New method `pad_missing` to support aggregation of DSGs
It is currently not possible to aggregate two DSG features of different lengths into a single DSG with a larger feature axis. E.g.
>>> a <CF Field: precipitation_flux(cf_role=timeseries_id(2), ncdim%timeseries(9)) kg m-2 day-1> >>> b <CF Field: precipitation_flux(cf_role=timeseries_id(3), ncdim%timeseries(5)) kg m-2 day-1> >>> cf.aggregate([a,b]) [<CF Field: precipitation_flux(cf_role=timeseries_id(2), ncdim%timeseries(9)) kg m-2 day-1>, <CF Field: precipitation_flux(cf_role=timeseries_id(3), ncdim%timeseries(5)) kg m-2 day-1>
This is something we might want to do, because we can store DSGs of different lengths in one CF-netCDF data variable using a ragged array representation.
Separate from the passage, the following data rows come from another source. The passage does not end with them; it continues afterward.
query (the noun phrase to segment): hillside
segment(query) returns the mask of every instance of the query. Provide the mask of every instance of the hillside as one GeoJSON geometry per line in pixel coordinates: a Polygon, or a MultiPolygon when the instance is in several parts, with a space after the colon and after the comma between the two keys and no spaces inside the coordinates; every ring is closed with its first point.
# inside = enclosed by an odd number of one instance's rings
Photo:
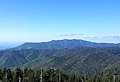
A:
{"type": "Polygon", "coordinates": [[[84,41],[84,40],[53,40],[49,42],[41,42],[41,43],[24,43],[18,47],[15,47],[13,49],[15,50],[21,50],[21,49],[75,49],[75,48],[83,48],[83,47],[111,47],[111,46],[117,46],[120,47],[120,44],[113,44],[113,43],[95,43],[90,41],[84,41]]]}
{"type": "Polygon", "coordinates": [[[119,47],[0,51],[0,67],[58,68],[87,77],[119,64],[119,47]]]}

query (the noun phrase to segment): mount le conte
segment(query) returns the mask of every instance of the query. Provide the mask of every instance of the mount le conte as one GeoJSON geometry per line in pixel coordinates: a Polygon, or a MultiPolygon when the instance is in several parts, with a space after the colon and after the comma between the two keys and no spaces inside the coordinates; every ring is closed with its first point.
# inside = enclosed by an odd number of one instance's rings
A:
{"type": "Polygon", "coordinates": [[[24,43],[0,51],[0,68],[28,67],[34,70],[57,68],[86,76],[119,67],[120,44],[84,40],[53,40],[24,43]]]}

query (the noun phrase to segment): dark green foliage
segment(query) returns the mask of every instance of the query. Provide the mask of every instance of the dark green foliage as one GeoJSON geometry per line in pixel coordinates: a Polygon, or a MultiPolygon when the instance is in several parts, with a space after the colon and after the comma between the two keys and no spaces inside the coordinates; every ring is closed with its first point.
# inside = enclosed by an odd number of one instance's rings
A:
{"type": "Polygon", "coordinates": [[[0,51],[0,66],[28,67],[39,70],[58,68],[65,73],[75,72],[90,77],[105,69],[118,66],[120,48],[80,48],[80,49],[28,49],[0,51]]]}
{"type": "Polygon", "coordinates": [[[40,82],[40,76],[42,72],[42,82],[81,82],[82,76],[80,75],[72,75],[72,74],[64,74],[56,69],[48,69],[33,71],[32,69],[25,68],[23,70],[16,68],[11,71],[10,69],[0,69],[3,70],[0,74],[7,75],[1,76],[2,82],[40,82]],[[5,73],[5,74],[4,74],[5,73]]]}

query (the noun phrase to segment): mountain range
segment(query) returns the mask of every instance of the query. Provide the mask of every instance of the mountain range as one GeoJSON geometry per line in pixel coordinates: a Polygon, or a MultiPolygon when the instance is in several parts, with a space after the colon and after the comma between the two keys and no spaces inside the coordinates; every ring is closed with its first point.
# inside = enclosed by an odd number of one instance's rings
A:
{"type": "Polygon", "coordinates": [[[91,76],[120,64],[120,44],[84,40],[24,43],[0,51],[0,67],[57,68],[91,76]]]}

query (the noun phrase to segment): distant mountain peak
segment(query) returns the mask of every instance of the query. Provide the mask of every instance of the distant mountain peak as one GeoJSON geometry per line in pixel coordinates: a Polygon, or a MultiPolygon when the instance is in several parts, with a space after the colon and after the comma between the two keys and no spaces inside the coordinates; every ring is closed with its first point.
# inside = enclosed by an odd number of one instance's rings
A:
{"type": "Polygon", "coordinates": [[[74,48],[81,48],[81,47],[110,47],[110,46],[117,46],[120,47],[118,44],[112,43],[95,43],[85,40],[79,39],[64,39],[64,40],[52,40],[49,42],[26,42],[18,47],[15,47],[16,50],[21,49],[74,49],[74,48]]]}

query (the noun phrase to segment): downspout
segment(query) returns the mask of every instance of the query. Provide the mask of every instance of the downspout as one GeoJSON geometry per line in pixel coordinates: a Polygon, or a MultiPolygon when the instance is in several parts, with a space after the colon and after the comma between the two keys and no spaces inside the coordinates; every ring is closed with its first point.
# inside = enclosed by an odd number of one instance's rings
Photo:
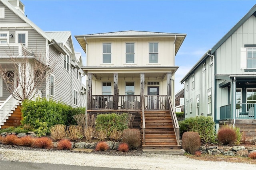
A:
{"type": "Polygon", "coordinates": [[[236,82],[236,76],[234,77],[234,80],[233,81],[233,119],[234,120],[234,123],[233,124],[233,127],[235,128],[235,124],[236,124],[236,119],[235,115],[236,115],[236,110],[234,109],[235,106],[236,106],[236,99],[235,96],[235,83],[236,82]]]}

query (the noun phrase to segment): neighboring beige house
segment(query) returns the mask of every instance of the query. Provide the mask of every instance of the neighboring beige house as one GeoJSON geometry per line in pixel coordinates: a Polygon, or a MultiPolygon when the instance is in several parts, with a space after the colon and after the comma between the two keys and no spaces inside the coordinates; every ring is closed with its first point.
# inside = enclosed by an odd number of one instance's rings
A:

However, if we could pad out the ncdim%timeseries axis of b with missing data then we could do this with a new pad_missing method:
>>> # Pad out the 'ncdim%timeseries' axis with missing data: >>> # 0 elements at the start of the axis and 4 elements at the end: >>> b = b.pad_missing('ncdim%timeseries', (0, 4)) >>> c = cf.aggregate([a,b]) # Now this aggregates >>> c <CF Field: precipitation_flux(cf_role=timeseries_id(5), ncdim%timeseries(9)) kg m-2 day-1>] >>> # Compress the field >>> c = c[0].compress('contiguous') >>> # Write it to disk in a single CF-netCDF data variable *without* the extra padding >>> cf.write(c, 'dsg.nc')
Numpy and Dask have a pad method that lets you do all sorts of fancy padding, but not for missing data. Their API is also more general. As a result, it may be better to call our method pad_missing to discern it from the more general pad method, and it would always be possible to implement a full cf-python pad in the future if ever the need arose.
PR to follow.